More and more companies are investing in the physical and psychological well-being of their employees to improve their performance and, ultimately, the company’s bottom line. Strategies are varied, ranging from foosball tables and Friday beer carts to on-site fitness facilities and in-house social events.  But the objective is the same: to boost productivity by increasing employee happiness and health.

The idea is great in theory, but do these measures actually produce tangible results for companies?

Shawn Achor, chief executive of applied-research consulting firm Good Think Inc., says they do. In his book The Happiness Advantage, Achor points to a mountain of evidence showing that positive workers outperform their pessimistic colleagues by a wide margin across a range of industries. “The data couldn’t be clearer that these policies consistently deliver big dividends for companies,” says Achor, who researches and teaches about positive psychology in the workplace.

For example, Achor says, optimistic salespeople outsell their pessimistic counterparts by 56 percent, while doctors in a positive mood show almost three times more intelligence and creativity than doctors in a neutral state. “Data abounds showing that happy workers have higher levels of productivity, produce higher sales, perform better in leadership positions and receive higher performance ratings and higher pay,” Achor says.

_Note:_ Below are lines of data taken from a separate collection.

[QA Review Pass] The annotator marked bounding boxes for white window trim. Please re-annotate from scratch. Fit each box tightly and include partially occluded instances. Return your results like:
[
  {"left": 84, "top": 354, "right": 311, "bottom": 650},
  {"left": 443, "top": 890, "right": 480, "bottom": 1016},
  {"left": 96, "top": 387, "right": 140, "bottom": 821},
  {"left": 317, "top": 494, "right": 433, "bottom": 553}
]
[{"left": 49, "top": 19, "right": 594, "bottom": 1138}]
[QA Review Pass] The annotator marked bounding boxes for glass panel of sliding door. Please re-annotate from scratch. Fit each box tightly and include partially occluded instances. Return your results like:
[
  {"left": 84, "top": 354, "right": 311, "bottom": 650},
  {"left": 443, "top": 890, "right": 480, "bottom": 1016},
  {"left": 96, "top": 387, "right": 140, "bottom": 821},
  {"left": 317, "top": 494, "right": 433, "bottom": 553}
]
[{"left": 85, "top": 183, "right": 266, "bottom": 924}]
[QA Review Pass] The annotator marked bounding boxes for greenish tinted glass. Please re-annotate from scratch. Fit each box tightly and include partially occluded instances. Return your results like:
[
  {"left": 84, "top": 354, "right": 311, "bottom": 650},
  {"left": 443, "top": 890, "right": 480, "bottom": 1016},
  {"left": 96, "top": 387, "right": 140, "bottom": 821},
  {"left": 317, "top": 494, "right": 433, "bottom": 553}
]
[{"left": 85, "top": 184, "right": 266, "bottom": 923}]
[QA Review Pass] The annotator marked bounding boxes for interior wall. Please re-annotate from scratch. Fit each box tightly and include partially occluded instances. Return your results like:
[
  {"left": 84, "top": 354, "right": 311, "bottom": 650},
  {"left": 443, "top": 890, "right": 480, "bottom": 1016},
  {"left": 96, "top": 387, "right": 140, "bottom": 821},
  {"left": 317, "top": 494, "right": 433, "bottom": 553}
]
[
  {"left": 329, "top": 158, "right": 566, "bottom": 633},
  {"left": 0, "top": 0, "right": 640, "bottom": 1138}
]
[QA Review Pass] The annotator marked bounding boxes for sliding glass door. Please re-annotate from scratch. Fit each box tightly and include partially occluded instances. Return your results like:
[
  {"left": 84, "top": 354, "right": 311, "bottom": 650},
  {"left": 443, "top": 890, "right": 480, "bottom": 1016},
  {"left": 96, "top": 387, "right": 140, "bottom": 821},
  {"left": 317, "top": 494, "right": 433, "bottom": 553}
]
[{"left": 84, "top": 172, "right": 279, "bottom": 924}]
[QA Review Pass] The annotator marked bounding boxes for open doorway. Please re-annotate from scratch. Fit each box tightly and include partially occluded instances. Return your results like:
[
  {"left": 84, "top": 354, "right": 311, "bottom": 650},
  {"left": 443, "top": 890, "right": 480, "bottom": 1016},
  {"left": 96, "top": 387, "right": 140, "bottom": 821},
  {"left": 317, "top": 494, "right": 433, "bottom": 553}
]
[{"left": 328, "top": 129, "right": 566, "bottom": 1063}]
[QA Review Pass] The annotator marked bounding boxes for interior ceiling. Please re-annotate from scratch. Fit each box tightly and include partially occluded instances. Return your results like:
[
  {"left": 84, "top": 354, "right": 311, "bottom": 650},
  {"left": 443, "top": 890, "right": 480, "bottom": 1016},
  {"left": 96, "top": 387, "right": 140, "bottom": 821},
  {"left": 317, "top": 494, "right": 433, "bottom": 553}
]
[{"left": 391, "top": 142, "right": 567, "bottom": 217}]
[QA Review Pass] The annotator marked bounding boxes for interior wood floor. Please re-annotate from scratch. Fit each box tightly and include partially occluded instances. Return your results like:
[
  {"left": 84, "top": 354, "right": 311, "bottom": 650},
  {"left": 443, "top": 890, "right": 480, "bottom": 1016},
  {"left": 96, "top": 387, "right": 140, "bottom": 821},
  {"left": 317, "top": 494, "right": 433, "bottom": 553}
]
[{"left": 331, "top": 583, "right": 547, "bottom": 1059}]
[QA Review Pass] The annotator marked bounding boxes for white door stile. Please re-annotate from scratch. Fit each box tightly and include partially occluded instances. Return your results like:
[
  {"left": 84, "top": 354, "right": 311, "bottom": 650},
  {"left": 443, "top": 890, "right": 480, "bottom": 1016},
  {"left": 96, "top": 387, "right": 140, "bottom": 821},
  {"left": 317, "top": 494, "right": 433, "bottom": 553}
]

Despite multiple studies supporting the link between workers’ happiness and their productivity, most companies still remain behind the curve when it comes to taking steps to improve the general well-being of their employees. The US research group Gallup’s latest State of the Global Workplace survey found only 13 percent of employees across 142 countries were “engaged” in their work, while a whopping 87 percent felt either “not engaged” or “actively disengaged”.

The cost of disengagement

According to Gallup, there is a strong link between the level of employee engagement and business outcomes such as profitability and productivity.

Gallup found organizations with an average of 9.3 “engaged” employees for every “actively disengaged” employee in 2010 and 2011, reported 147 percent higher earnings per share (EPS) than their competitors.

However, companies with an average of 2.6 “engaged” employees for every “actively disengaged” worker reported 2 percent lower EPS than their rivals. That’s because disengaged workers are more likely to take sick leave, steal from the company and quit at a higher rate.

On a national level, Gallup estimates that “actively disengaged” workers cost the United States up to 410 billion euros a year. In Germany, the figure ranges from 112 billion to 138 billion euros annually, while in Britain the cost is between 65 billion and 87 billion euros.

GoodThink

Langley Group

Engaged workers are committed, unengaged workers are killing time, while actively disengaged workers are trying to damage the company. The results suggest “at a global level work is more often a source of frustration than one of fulfilment,” Gallup says. “It also means countless workplaces worldwide are less productive and less safe than they could be.”

But some companies have caught on.

Adobe Systems, which Forbes magazine ranks as one of the happiest workplaces in the United States, has introduced a range of strategies such as flexible work hours, wellness programmes and social events to boost the general well-being of its more than 11,000 employees around the world.

The aim is to “create an environment for individuals to be successful while also contributing to the success of the business”.

Three years ago the company went even further by replacing its antiquated annual performance review process with a “check-in” system, which provides employees with real-time feedback from their managers on their progress. “The yearly process took an inordinate amount of time, was viewed as a dreaded dental appointment by managers and employees alike and resulted in a spike in voluntary attrition in the months after review time,” Adobe says. “It focused on past performance rather than focusing on a person’s progress forward.”

The new system has been credited with saving Adobe managers about 80,000 hours that they used to spend conducting reviews and a steady fall in the attrition rate.

But boosting employee happiness doesn’t always require a financial investment.  At least one study shows that the simple act of sending and receiving emails can increase employees’ feeling of social connection and have a big impact on their performance.
The Massachusetts Institute of Technology in the United States analyzed the email traffic and financial success of 2,600 IBM employees and found that those workers with strong electronic communication links with their manager and colleagues earned more money for IBM than those who were more distant – an average of 948 US dollars for every email contact.

The results come as no surprise to Sue Langley, an Australia-based specialist in emotional intelligence and positive psychology. “If we create a flourishing environment, we actually get flourishing people and output,” says Langley, the chief executive of training and consulting organization Emotional Intelligence Worldwide.

But Langley stresses that positive psychology is not about “ignoring” problems in the workplace and “pretending to be happy”. Rather it is aimed at creating more balance. And, in her experience, it works.  Langley says one of her clients, an Australian company of about 8,000 workers, saw a massive 40 percent reduction in sick leave and a tripling of its income three years after introducing strategies aimed at fostering a more positive work environment. The changes included boards for employees to write positive thoughts, performance reviews that focused on strengths rather than weaknesses and telling jokes at the start of meetings.

Strategies tend to be less successful, however, when companies don’t consult their employees about what they want.

“Many companies do something randomly rather than ask employees if that’s what they want,” says Tyna Taskila, a senior researcher at applied research consultancy The Work Foundation in Britain. “The key to ensuring employee engagement is to get them involved in the process from the very beginning when planning and implementing wellness programmes,” she says.